Question: extract subset of 21 nt. from csv file
gravatar for archana.bioinfo87
13 months ago by
archana.bioinfo87180 wrote:

Hi, I am trying to get 1-21nt, 2-22nt, 3-23nt etc till the end of sequences. For example, if I have sequences of 51 nt in length then I will get the 30 fragments with 21 nt in each fragment.
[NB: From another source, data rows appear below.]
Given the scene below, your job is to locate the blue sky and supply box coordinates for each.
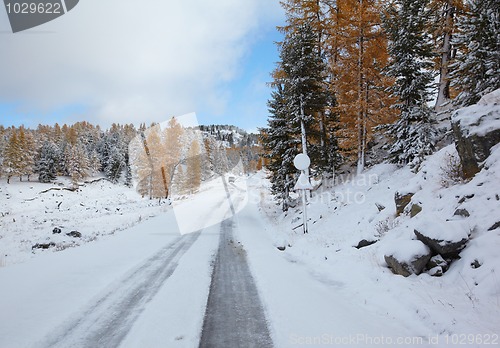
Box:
[0,0,285,132]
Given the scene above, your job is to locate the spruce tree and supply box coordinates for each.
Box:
[67,142,89,188]
[280,23,328,171]
[88,149,101,177]
[382,0,438,168]
[100,131,126,183]
[37,141,59,183]
[261,85,299,211]
[452,0,500,106]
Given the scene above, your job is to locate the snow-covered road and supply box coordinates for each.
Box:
[1,173,496,347]
[0,176,275,348]
[40,232,202,348]
[199,217,273,348]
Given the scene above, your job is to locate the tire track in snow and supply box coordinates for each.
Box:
[199,217,273,348]
[39,231,201,348]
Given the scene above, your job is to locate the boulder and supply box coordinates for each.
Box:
[410,203,422,218]
[453,208,470,218]
[488,221,500,231]
[384,240,432,277]
[375,203,386,212]
[394,192,414,216]
[52,227,62,234]
[414,219,469,257]
[427,266,443,277]
[470,259,482,269]
[427,254,449,272]
[32,242,56,250]
[451,90,500,179]
[355,239,377,249]
[66,231,82,238]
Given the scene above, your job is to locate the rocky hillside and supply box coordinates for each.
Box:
[259,89,500,336]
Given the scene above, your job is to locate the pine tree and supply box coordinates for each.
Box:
[37,141,59,183]
[105,146,125,183]
[382,0,438,168]
[261,84,300,211]
[124,152,133,187]
[279,1,339,179]
[67,141,89,188]
[262,21,337,208]
[100,130,126,183]
[88,149,101,177]
[452,0,500,106]
[280,22,329,175]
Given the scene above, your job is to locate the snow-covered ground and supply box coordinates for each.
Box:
[248,145,499,347]
[0,146,498,347]
[0,176,170,266]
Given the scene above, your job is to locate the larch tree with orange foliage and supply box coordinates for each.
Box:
[330,0,397,173]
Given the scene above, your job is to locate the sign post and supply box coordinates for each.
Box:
[293,154,312,234]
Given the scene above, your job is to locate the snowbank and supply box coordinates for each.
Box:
[452,89,500,137]
[257,133,500,340]
[0,177,168,266]
[414,217,470,244]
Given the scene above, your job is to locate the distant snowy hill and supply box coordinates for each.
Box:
[198,124,259,148]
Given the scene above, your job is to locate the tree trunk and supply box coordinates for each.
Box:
[357,0,366,175]
[300,97,311,198]
[435,1,454,109]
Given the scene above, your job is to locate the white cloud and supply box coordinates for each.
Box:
[0,0,283,126]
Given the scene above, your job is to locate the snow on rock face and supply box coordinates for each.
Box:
[453,104,500,138]
[394,191,414,216]
[478,88,500,105]
[414,215,470,257]
[384,239,432,277]
[451,88,500,178]
[415,218,470,244]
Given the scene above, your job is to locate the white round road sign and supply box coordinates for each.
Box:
[293,153,310,170]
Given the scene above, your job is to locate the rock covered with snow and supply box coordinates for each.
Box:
[414,218,469,257]
[384,240,432,277]
[426,255,449,277]
[394,191,414,216]
[451,89,500,178]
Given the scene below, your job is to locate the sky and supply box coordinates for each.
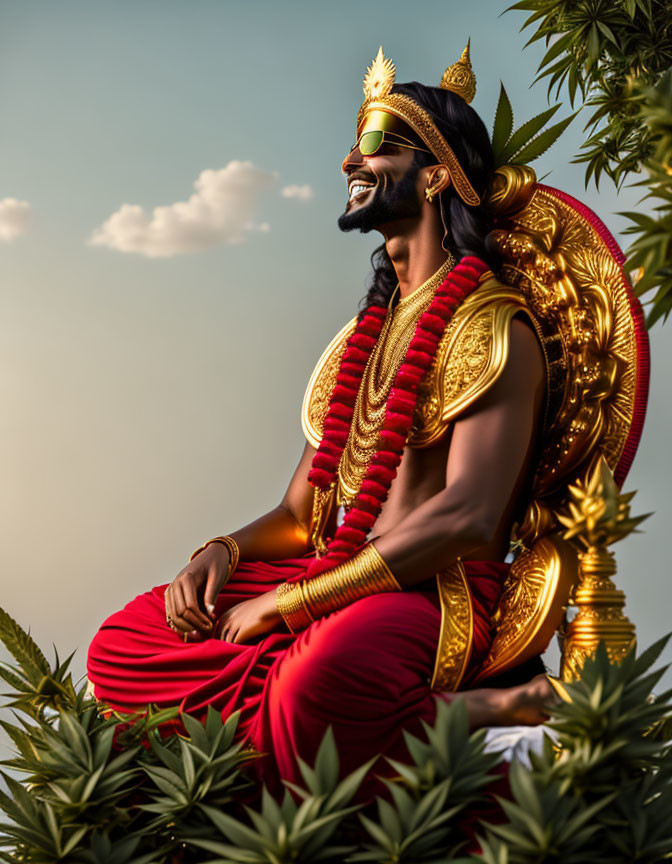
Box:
[1,0,670,707]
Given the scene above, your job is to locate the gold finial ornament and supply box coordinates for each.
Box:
[557,457,648,681]
[440,39,477,104]
[363,46,396,102]
[558,457,648,550]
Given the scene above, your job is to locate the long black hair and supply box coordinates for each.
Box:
[361,82,496,311]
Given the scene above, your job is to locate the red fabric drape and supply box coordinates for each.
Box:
[87,557,507,800]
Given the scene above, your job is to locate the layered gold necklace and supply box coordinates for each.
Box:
[337,256,456,506]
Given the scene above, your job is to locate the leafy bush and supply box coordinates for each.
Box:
[508,0,672,326]
[0,607,671,862]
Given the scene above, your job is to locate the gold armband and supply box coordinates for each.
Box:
[190,535,240,583]
[275,543,402,634]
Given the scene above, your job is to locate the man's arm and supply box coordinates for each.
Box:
[166,441,317,633]
[225,441,317,562]
[374,316,545,584]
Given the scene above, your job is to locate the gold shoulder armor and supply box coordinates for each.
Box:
[412,277,534,448]
[301,317,357,448]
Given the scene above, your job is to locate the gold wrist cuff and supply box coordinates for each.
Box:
[276,543,401,634]
[190,535,240,583]
[276,581,314,634]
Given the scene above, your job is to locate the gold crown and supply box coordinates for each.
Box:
[356,44,481,207]
[363,47,396,102]
[440,39,476,104]
[361,42,477,105]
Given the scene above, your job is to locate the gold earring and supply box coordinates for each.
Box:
[425,187,435,204]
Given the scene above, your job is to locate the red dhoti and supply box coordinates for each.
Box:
[87,557,506,799]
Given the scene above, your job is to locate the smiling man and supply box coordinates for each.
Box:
[87,46,558,796]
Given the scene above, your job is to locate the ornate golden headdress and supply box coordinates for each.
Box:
[356,44,480,206]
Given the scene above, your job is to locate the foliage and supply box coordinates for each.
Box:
[350,699,500,862]
[507,0,672,326]
[0,605,671,862]
[620,71,672,325]
[477,638,672,862]
[491,84,576,168]
[185,728,372,863]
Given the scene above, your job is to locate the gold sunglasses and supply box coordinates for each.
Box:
[349,129,431,156]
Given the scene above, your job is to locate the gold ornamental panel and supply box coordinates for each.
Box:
[301,317,356,450]
[429,560,474,692]
[489,185,638,502]
[412,279,530,447]
[474,535,579,682]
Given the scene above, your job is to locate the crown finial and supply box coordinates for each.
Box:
[363,46,396,102]
[440,39,476,104]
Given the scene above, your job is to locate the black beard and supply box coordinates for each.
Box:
[338,161,422,234]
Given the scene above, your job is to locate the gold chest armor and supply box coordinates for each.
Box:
[302,276,534,474]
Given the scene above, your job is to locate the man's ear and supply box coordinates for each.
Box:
[424,164,452,203]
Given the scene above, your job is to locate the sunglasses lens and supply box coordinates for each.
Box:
[359,130,384,156]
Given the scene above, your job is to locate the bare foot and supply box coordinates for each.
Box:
[437,674,560,729]
[506,674,558,726]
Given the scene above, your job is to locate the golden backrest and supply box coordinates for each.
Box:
[477,168,650,680]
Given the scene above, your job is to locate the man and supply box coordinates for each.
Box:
[87,45,555,797]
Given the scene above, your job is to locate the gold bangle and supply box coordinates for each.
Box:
[276,543,401,633]
[276,581,312,634]
[190,535,240,583]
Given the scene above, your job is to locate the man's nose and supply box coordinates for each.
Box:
[341,145,364,175]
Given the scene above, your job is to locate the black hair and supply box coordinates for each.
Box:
[361,82,496,311]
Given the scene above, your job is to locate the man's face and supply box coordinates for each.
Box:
[338,115,427,234]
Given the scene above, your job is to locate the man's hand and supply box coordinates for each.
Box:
[217,589,284,644]
[165,543,231,635]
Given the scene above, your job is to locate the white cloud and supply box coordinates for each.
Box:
[0,198,33,242]
[281,184,314,201]
[89,161,277,258]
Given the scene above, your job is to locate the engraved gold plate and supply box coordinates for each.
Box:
[430,560,473,692]
[413,277,533,447]
[301,317,357,450]
[490,186,639,502]
[475,535,578,681]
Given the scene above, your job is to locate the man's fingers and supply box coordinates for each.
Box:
[165,584,176,621]
[181,579,212,631]
[219,615,237,643]
[166,584,187,631]
[181,607,209,632]
[203,563,221,617]
[167,582,193,633]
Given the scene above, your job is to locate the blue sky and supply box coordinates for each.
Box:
[1,0,670,688]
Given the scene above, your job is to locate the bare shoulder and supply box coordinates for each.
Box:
[504,314,545,393]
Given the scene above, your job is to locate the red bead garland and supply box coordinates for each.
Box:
[301,255,488,581]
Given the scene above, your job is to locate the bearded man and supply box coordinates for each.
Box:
[87,46,566,797]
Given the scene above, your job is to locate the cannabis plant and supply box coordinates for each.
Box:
[183,726,372,862]
[350,698,501,863]
[507,0,672,326]
[1,602,671,862]
[491,84,575,168]
[477,639,672,863]
[0,605,253,863]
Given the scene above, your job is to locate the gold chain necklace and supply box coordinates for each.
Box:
[338,255,456,506]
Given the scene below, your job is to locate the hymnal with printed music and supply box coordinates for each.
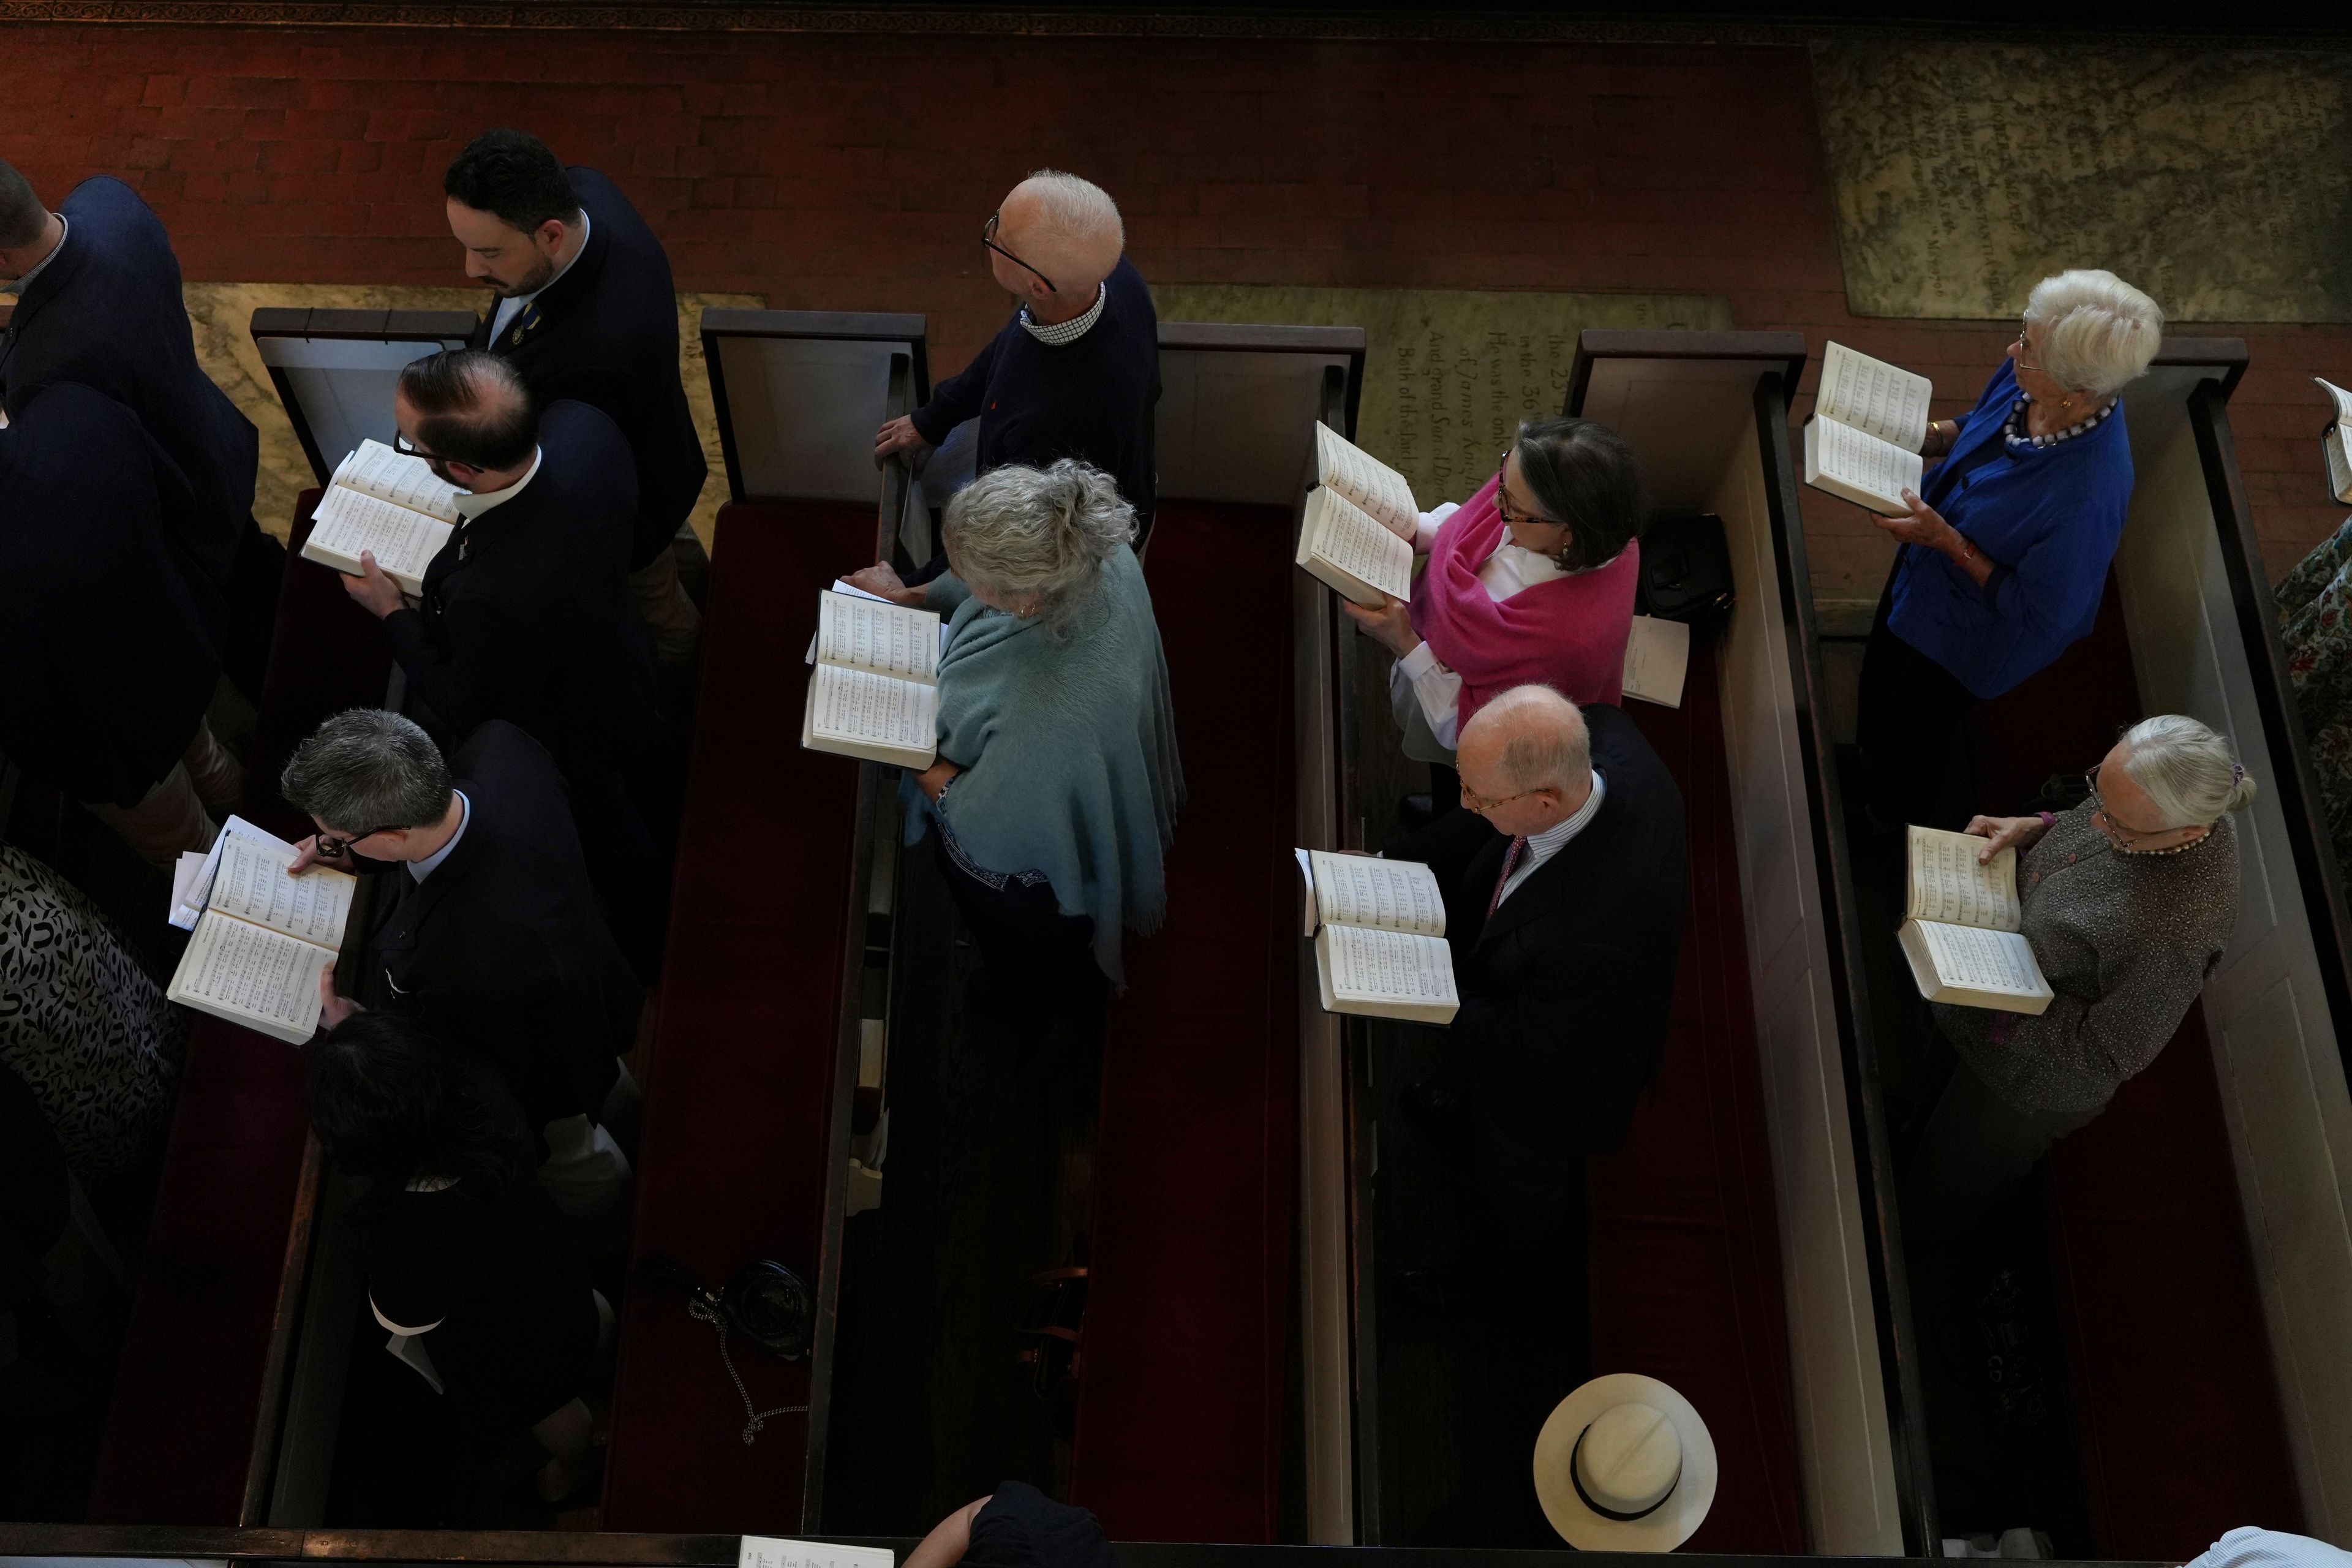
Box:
[799,587,944,770]
[1895,824,2052,1015]
[1295,848,1460,1024]
[1296,423,1418,608]
[165,820,356,1044]
[1802,341,1936,515]
[300,439,465,596]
I tried this script whcih looks to work fine but only for first 2 lines only.

fasta <- read.csv("trial.csv", header = TRUE, sep =",") 
dd1 <- as.character(fasta$Seq)
IDS <- as.character(fasta$Ids)
b <- numeric() 
final <- NULL
for (i in 1:length(dd1))
  for ( j in 1:nchar(dd1[i])) 
  a <-dd1[i]
  b[j] <- substr(a, j, j+20)
  #print (nchar(b[j]))
  #print (nchar(dd1[i]))
  #print (length(dd1[i]))
  ifelse ((nchar(b[j]))==21 && (j<=(nchar(dd1[i])-21)),{
  next}, break())
final <- paste(IDS[i],b, sep = ",") 
write.table(final, paste(i,"final.csv")) 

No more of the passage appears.